A National Association of Insurance Commissioners (NAIC) committee postponed a decision to support legislation that would exclude health insurance sales commissions from the medical loss ratio (MLR) provision of the health care reform law.
Under the Patient Protection and Affordable Care Act (PPACA), insurance companies must spend at least 85 percent of large group premiums, and 80 percent of individual and small group premiums, on medical care or quality improvements rather than on administrative costs.
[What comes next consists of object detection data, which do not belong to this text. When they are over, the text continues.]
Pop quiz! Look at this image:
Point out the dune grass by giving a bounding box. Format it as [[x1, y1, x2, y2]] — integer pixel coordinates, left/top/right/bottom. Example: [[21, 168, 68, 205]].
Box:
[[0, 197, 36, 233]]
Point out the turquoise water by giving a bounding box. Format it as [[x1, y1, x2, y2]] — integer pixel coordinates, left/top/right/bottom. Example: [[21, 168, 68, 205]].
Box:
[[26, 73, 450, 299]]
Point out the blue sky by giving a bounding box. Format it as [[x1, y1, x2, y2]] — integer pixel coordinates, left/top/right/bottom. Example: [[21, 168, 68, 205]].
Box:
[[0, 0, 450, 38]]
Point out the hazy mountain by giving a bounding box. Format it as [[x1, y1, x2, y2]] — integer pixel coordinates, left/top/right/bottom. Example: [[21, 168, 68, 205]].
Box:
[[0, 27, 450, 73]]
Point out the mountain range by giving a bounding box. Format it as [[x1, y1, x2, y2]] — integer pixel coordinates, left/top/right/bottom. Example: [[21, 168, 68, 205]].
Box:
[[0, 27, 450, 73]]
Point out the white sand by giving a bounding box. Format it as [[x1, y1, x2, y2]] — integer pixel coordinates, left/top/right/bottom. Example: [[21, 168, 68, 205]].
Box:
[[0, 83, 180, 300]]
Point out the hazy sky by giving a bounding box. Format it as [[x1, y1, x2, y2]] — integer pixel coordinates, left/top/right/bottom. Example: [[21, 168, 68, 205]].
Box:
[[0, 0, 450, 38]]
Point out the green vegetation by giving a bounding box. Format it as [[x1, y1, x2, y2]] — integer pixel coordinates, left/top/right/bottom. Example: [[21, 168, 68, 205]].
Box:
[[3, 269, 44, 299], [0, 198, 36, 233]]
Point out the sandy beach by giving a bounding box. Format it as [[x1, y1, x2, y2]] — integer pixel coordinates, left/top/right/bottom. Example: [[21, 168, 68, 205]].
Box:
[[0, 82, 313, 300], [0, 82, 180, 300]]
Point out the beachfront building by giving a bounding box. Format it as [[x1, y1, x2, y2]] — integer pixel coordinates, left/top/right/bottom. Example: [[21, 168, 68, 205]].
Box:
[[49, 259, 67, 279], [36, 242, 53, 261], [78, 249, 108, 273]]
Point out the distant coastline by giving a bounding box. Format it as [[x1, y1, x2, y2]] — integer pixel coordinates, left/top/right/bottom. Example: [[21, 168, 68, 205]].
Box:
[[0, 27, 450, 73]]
Currently, the MLR includes health insurance sales commissions. Agent and broker compensation has been significantly cut in order to meet these new regulations, according to the Independent Insurance Agent & Brokers of America. Agents and brokers want the NAIC to endorse the Access to Professional Insurance Advisors Act, which would exempt policy sales commissions from MLR calculations.
However, Sen. John D. Rockefeller IV (D-W.V.) and others oppose changes to MLR formulas. In a letter to the NAIC, Sen. Rockefeller said he "cannot support a proposal that would allow agents, brokers and health insurance companies to retain (an) estimated $1 billion in benefits that Americans" would otherwise receive in health insurance plan benefits.
In postponing their decision, the NAIC said more information was needed before a decision to endorse the Access to Professional Insurance Advisors Act could be made. The Professional Health Insurance Advisors Task Force, which will lead NAIC's decision, is expected to take the matter up in late April.